Tetapi saatnya terus berlomba. Walau Israel serta beberapa negara Teluk kemungkinan bertambah senang lihat periode ke-2 pemerintahan Trump, mereka perlu menyiapkan diri untuk peluang pemerintahan baru AS dengan pendekatan yang lain. Tiap pemerintahan AS akan memberikan dukungan beberapa langkah ke arah normalisasi Arab-Israel. Tetapi presiden Amerika Serikat dari Partai Demokrat kemungkinan kurangi desakan pada Iran serta meneruskan perbincangan nuklir.

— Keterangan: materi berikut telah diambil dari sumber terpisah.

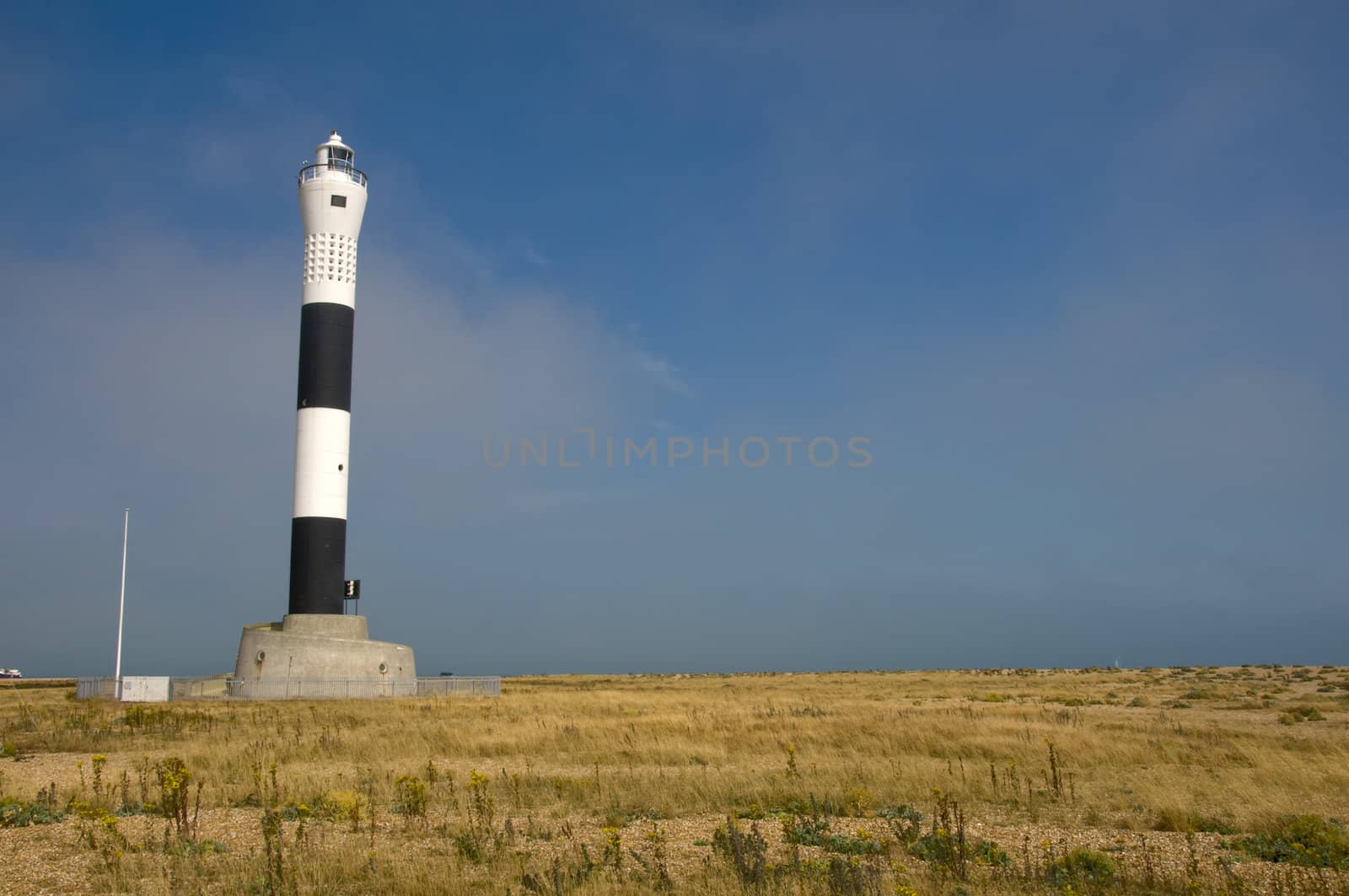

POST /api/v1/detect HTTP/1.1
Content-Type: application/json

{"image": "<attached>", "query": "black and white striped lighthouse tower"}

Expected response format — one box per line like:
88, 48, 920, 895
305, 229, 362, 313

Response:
290, 131, 366, 614
228, 131, 418, 699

Presiden baru Amerika dapat hidupkan kembali lagi diplomasi Israel-Palestina dalam suara yang bertambah tradisionil, dengan diskusi langsung dengan Palestina serta mengatakan sepakat oleh kedua pihak serta jalan keluar dua negara. Dalam hal tersebut, Arab Saudi serta beberapa negara Teluk kemungkinan melihat jika investasi mereka dalam jalinan yang bertambah hangat dengan Israel akan memberi hasil yang makin sedikit.
Usaha pemulihan jalinan kedua-duanya sudah riil berlangsung. Tetapi, jalinan baik itu bisa lebih buruk serta usai setiap saat.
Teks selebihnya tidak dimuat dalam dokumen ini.